The present invention relates to a numerically controlled oscillator for digitally generating a sine wave and a cosine wave by reading a function value stored in a ROM.

[0002]

2. Description of the Related Art As a numerically controlled oscillator (direct digital synthesizer, DDS) for digitally generating a sine wave and a cosine wave, a numerically controlled oscillator as shown in FIG. 3 is conventionally known. 3, the phase accumulator 14 arbitrarily outputs a phase at a time as L-bit data by giving a phase change amount ΔPHASE per unit time given by the reference signal MCLK. The L-bit phase data is used as an address of a lookup table 15 configured using a ROM, and a function value corresponding to the address is output from the lookup table 15 as M-bit data.

[0003] To retain all the function values of one period in the look-up table 15 which is constructed by using the ROM, the input of the ROM is L bits, because the output is M bits, 2 ^L × a capacity of ROM ^M bits are required. In the above method, the trigonometric function generated by the numerically controlled oscillator is 2π
Although only the fact that it is a periodic function with a period of is used, sine waves and cosine waves have symmetry with respect to amplitude and phase. Done.

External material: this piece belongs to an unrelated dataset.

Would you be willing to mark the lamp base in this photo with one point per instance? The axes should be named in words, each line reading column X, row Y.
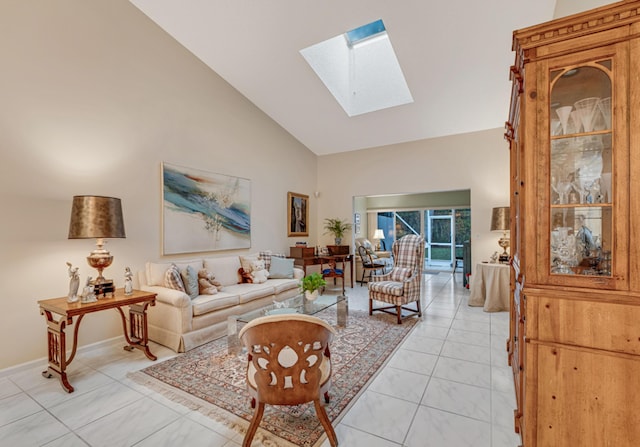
column 103, row 286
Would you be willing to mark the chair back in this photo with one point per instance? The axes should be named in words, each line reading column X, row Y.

That is, since the sine wave is symmetrical about the amplitude around π in the range of 0 to 2π, the amplitude data to be held in the POM is reduced to １ ／ by using a simple inverting / non-inverting circuit. In addition, the phase data can be set to 0 to π. In the phase interval 0 to π, since the phase is symmetric about π / 2, the phase data to be held in the ROM is also 0 to π / π by using a simple inversion / non-inversion circuit. It can be 2. The same applies to cosine waves.

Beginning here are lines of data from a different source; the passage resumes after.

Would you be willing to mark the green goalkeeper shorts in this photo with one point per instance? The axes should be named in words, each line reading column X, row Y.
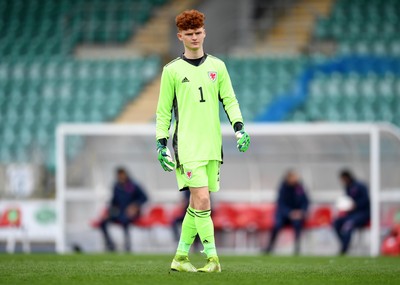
column 199, row 174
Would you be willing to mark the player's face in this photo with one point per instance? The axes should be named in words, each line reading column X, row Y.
column 192, row 39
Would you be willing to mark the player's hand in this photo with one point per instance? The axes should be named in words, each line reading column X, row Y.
column 243, row 140
column 164, row 157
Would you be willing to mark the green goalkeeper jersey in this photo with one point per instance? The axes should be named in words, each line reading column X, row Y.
column 193, row 93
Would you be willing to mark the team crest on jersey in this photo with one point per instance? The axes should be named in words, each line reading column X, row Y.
column 212, row 75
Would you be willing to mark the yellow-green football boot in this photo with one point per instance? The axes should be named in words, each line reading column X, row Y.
column 181, row 263
column 212, row 265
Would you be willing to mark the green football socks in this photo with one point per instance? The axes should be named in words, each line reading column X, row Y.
column 197, row 222
column 188, row 233
column 205, row 228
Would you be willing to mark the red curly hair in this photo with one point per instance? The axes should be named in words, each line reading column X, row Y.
column 189, row 19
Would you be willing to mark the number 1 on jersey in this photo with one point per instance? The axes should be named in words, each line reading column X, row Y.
column 201, row 95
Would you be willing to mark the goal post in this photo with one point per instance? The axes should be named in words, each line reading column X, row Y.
column 86, row 155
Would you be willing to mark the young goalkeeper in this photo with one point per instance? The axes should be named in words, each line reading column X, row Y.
column 192, row 86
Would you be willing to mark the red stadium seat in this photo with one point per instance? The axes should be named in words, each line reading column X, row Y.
column 319, row 217
column 11, row 217
column 156, row 217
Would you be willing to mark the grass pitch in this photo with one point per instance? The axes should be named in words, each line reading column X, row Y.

As described above, the ROM input is reduced by 2 bits and the output is reduced by 1 bit as compared with the case where all the function values for one cycle are held. Therefore, the amount of data to be stored in the ROM of the numerically controlled oscillator is 2 ^{(L-2) (M-1)} bits.

Usually, the number of ROM output bits is reduced to M-4 bits by using the method shown in FIG.
The data to be stored in the ROM is reduced.

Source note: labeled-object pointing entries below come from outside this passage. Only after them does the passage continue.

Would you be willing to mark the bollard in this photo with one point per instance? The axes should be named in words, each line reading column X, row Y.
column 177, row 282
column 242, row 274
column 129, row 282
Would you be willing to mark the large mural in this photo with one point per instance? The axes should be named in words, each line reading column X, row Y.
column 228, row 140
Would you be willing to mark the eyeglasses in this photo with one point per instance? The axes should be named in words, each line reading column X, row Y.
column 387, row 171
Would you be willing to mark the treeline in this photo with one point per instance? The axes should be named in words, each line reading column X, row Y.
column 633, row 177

In FIG. 4, a waveform generated by the sawtooth wave A generator 16 is func1 and a sawtooth wave B generator 17 is shown.
The waveform generated by the function is defined as func2, and the waveform generated by the difference waveform generator 18 is defined as func3. func1, fu
nc2 and func3 are obtained by separating the cosine wave into three terms within the range of 0 ≦ θ ≦ π / 2 as follows.

[0008]

## EQU1 ## func1 is a linear approximation, and func2 is a triangular wave approximation, both of which can be realized by simple logic circuits. func3 is an approximation error of func1 and func2, which is not more than 1/8. By performing the same for the cosine wave, if the magnitude of the quantization is the same, all the function values in the interval 0 ≦ θ ≦ π / 2 are set to RO
The ROM output can be reduced by 3 bits as compared with the method of storing the data in M.

[0009]

In a numerically controlled oscillator used in a digital modulation / demodulation circuit or the like which requires a characteristic that an output frequency can be freely set within a certain range and no harmonics exist in a certain band, a fine control oscillator is used. Since a phase step is required, the required ROM capacity becomes very large even if the above-mentioned conventional technique is used, and the ROM area occupies the largest area in the numerically controlled oscillator circuit.

An object of the present invention is to reduce the circuit scale by adopting a configuration in which the capacity of a ROM occupying a large area in a numerically controlled oscillator can be further reduced.

[0011]

According to the present invention, a function value for a large phase is calculated from a function value for a small phase by using a recurrence formula, data to be stored in a ROM is reduced, and a ROM capacity is reduced. It is intended to reduce the cost.

That is, the addition theorem cos (α + β) = cosαcosβ−sinαsin
β sin (α + β) = cos α sin β + sin α cos
If α = θ and β = (m−1) θ by β, the following recurrence formula is obtained.

Cosθ = cosθcos (m−1) θ
−sin θ sin (m−1) θ sinm θ = cos θ sin (m−1) θ + sin θc
os (m−1) θ Using the above recurrence formula, cos θ, si with respect to phase θ
A function value cos (mθ) corresponding to a phase that is m times as large as nθ,
sin (mθ) can be calculated. Therefore, the phase 0 ≦ θ ≦ π / 2m is stored in the ROM which is a lookup table.
Holds the function values cos θ and sin θ corresponding to 0 ≦ θ ≦ π / 2, the function values cos (mθ) and
sin (mθ) can be output, and the ROM capacity can be reduced to 1 / m of the conventional value. Especially in the case of m = 2, it is possible to ^{cos2θ = 2cos 2 θ-1 sin2θ} = 2sinθcosθ next, 1/2 of the prior art shown in FIG. 4 the ROM capacity is.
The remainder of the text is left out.